Had a similar problem (https://community.fly.io/t/deploy-errors-fly-can-t-communicate-with-its-own-docker-hub-mirror-part-2-solved/12439/3):

GOOS=linux GOARCH=amd64 go build -o soc-server -tags=release -ldflags='-X github.com/andig/evcc-cloud/main.Commit=35abdff -s -w' github.com/andig/evcc-cloud
docker build --platform linux/amd64 -t andig/evcc-cloud --push .

[+] Building 30.0s (3/3) FINISHED
 => [internal] load build definition from Dockerfile                                                                                                               0.0s
 => => transferring dockerfile: 469B                                                                                                                               0.0s
 => [internal] load .dockerignore                                                                                                                                  0.0s
 => => transferring context: 2B                                                                                                                                    0.0s
 => ERROR [internal] load metadata for docker.io/library/alpine:3.17                                                                                              30.0s
------
 > [internal] load metadata for docker.io/library/alpine:3.17:
------
Dockerfile:1
--------------------
   1 | >>> FROM alpine:3.17 as builder
   2 |     RUN apk update && apk add --no-cache git ca-certificates tzdata && update-ca-certificates
   3 |
--------------------
ERROR: failed to solve: DeadlineExceeded: DeadlineExceeded: DeadlineExceeded: alpine:3.17: failed to do request: Head "https://registry-1.docker.io/v2/library/alpine/manifests/3.17": dial tcp 52.1.184.176:443: i/o timeout

Reproducible failure.
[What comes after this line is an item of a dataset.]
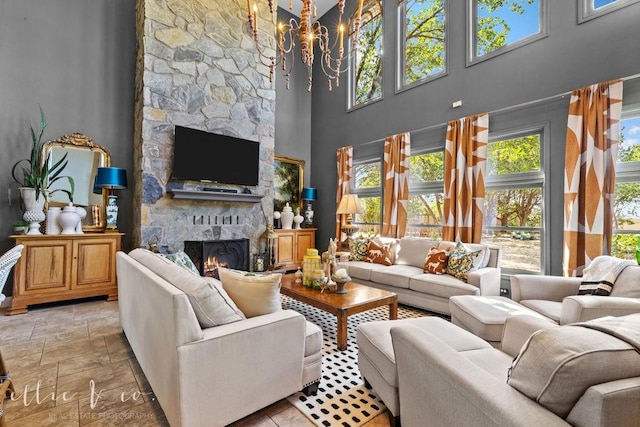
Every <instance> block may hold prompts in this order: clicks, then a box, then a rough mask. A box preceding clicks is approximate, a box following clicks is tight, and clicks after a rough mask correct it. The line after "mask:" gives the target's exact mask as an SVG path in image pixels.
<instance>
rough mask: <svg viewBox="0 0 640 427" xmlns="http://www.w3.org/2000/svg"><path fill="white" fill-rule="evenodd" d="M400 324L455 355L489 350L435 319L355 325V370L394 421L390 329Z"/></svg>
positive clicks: (484, 346) (393, 389)
mask: <svg viewBox="0 0 640 427" xmlns="http://www.w3.org/2000/svg"><path fill="white" fill-rule="evenodd" d="M399 324H402V325H407V324H408V325H414V326H416V327H418V328H421V329H424V330H427V331H429V333H431V334H434V335H436V336H437V337H438V338H440V339H441V340H443V341H444V342H446V343H447V344H448V345H449V346H451V347H453V348H455V349H456V350H458V351H467V350H476V349H491V346H490V345H489V344H487V343H486V342H485V341H483V340H482V339H480V338H478V337H476V336H474V335H472V334H470V333H469V332H467V331H465V330H463V329H461V328H459V327H457V326H455V325H452V324H451V323H449V322H447V321H446V320H444V319H441V318H439V317H435V316H434V317H421V318H417V319H400V320H384V321H377V322H366V323H361V324H360V325H358V330H357V335H356V339H357V343H358V368H359V369H360V373H361V374H362V376H363V377H364V379H365V381H366V382H367V383H369V384H370V385H371V387H373V390H374V391H375V392H376V394H377V395H378V397H380V399H382V401H383V402H384V404H385V405H386V406H387V409H389V412H390V413H391V415H392V416H393V417H394V418H396V417H398V416H399V415H400V403H399V400H398V375H397V372H396V359H395V356H394V353H393V344H392V342H391V332H390V331H391V328H392V327H393V326H396V325H399ZM391 421H392V422H394V420H391Z"/></svg>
After

docker buildx rm

things started working again. Looking like an issue inside the builder to me.

Such lookup errors happen on my system after I re-connect my host (laptop) to another network that has a different DNS server. E.g. suspend the laptop and wake it up on another wifi network. Docker daemon seemingly tries to use the DNS server which it has recorded during docker service startup, it would not update its DNS settings if the host system DNS settings change suddenly.

I use colima to build & run containers. Tearing down then restarting colima did the trick for me. My builds started working and had no further connectivity issues.

It was just a network problem . I was connected to a remote machine via RDP and figured out that the machine was not connected to the internet.